Seven of the one hundred and thirty-five who reoffended did it in a non-violent manner and two offended violently. Therefore, nine people reoffended out of the total number of cases that were looked at, seven in a non-violent manner and two offended violently. I believe a number of the seven offences were also related to drugs.

That is a whole other issue that we could talk about. We could talk about how our criminal legislation around drugs serves our communities, how well it has served us and the problems with that, but that is probably for another debate.

Of the two offenders who offended violently, one was found guilty of two counts of assault with a weapon and one count of assault using force and the other offender was found guilty of one count of robbery.

I am not going to make any bones about it. Those are serious crimes and serious issues, but these people were charged and convicted in court and are back in jail.

To put it succinctly, since 1987, there have been thousands of offenders who were eligible for early parole. Only 181 chose to apply. Out of those 181, only 135 received a reduction in their sentence. Less than 15%, in fact, of those eligible have applied.

Some of the talk about the legislation comes about because there is somehow this impression that we treat people who have committed murder in Canada lightly, that somehow we are soft on that crime in Canada and that people do not serve a lot of time in Canadian prisons for the crime of murder. In fact, it turns out that is absolutely the furthest from the truth.

It has been shown that the average time served in prison for first degree murder in Canada is 28.4 years. That is one of the longest average times in any country in the world. In comparison, in the United States, the average time incarcerated is 23 years. In many other countries, it is even shorter than that. Certainly in countries like New Zealand, Scotland, Switzerland and England, the average time spent incarcerated for murder is under 15 years.
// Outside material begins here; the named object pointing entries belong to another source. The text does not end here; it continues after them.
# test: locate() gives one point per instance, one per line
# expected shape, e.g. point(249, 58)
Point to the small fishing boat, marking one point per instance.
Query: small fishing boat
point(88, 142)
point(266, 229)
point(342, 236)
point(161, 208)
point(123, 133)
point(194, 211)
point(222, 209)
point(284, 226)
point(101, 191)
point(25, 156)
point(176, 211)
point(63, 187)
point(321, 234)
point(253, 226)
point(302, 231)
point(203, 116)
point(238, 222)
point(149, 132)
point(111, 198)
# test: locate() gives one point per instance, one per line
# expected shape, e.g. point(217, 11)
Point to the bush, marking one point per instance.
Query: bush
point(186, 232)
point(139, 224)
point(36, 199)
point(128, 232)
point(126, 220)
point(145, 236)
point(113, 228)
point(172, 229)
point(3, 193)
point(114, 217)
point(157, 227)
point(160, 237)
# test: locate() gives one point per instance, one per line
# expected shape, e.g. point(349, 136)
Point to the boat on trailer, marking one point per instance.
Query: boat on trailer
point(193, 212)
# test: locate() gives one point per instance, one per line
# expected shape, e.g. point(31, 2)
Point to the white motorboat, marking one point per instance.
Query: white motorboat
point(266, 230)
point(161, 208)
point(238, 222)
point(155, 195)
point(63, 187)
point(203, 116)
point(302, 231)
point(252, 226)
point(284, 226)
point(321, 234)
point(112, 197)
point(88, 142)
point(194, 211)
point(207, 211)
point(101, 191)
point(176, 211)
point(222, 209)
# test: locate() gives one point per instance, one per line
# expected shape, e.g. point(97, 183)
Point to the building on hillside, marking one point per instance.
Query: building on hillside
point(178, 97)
The fact is that Canada does treat this crime far more severely than many of the countries to which we would want to be compared and significantly more when we look at the average time people spend in prison. It is not something that we are being soft on. We are taking advantage of the possibility of incarceration. We are ensuring that people spend a significant time in jail.

There may be problems with that. Perhaps that is something we should be looking at as it may not be serving us well. In terms of the whole argument that somehow we are soft on crime and this is an issue that needs to be addressed by this Parliament, it turns out that is baloney because we are in fact much more severe than almost any other country we would choose to compare ourselves to. That is something that is also crucial to know in this process.

We have a process that we have had long experience with and that has been in place for over 25 years, probably even longer than that because it was in place for probably a decade before that. There were some changes made to it in the late 1980s. We have good experience with this. It is a program that has been successful, that has shown real and positive results for both people who have been incarcerated in our system and for the communities from which they come and to which they often return. It has shown that citizens can be engaged in a meaningful way in making determinations about their safety and the safety of their communities and decisions about who has been successfully rehabilitated. Citizens get to apply those standards that they believe are most important in making that kind of determination.

If there is a reason why we should reject this legislation, it is because it very clearly eliminates the possibility of citizen engagement in this very important process. This is something that has evolved over time and is something that we have shown great leadership in, establishing this kind of process that allows citizens to make important decisions about parole eligibility for people who have committed the most serious crimes possible in our society. It speaks well to our society that we both make that possibility available and that we also engage citizens directly in making the ultimate decisions about who gets out early, about who has been successfully rehabilitated. The process engages judges with discretion and engages a very senior level of judiciary in this decision-making process. That is also very important. It is important to give judges that discretion and that they exercise discretion on our behalf. After all, they are experts in this area. That is something that is also very important and a key aspect of this process.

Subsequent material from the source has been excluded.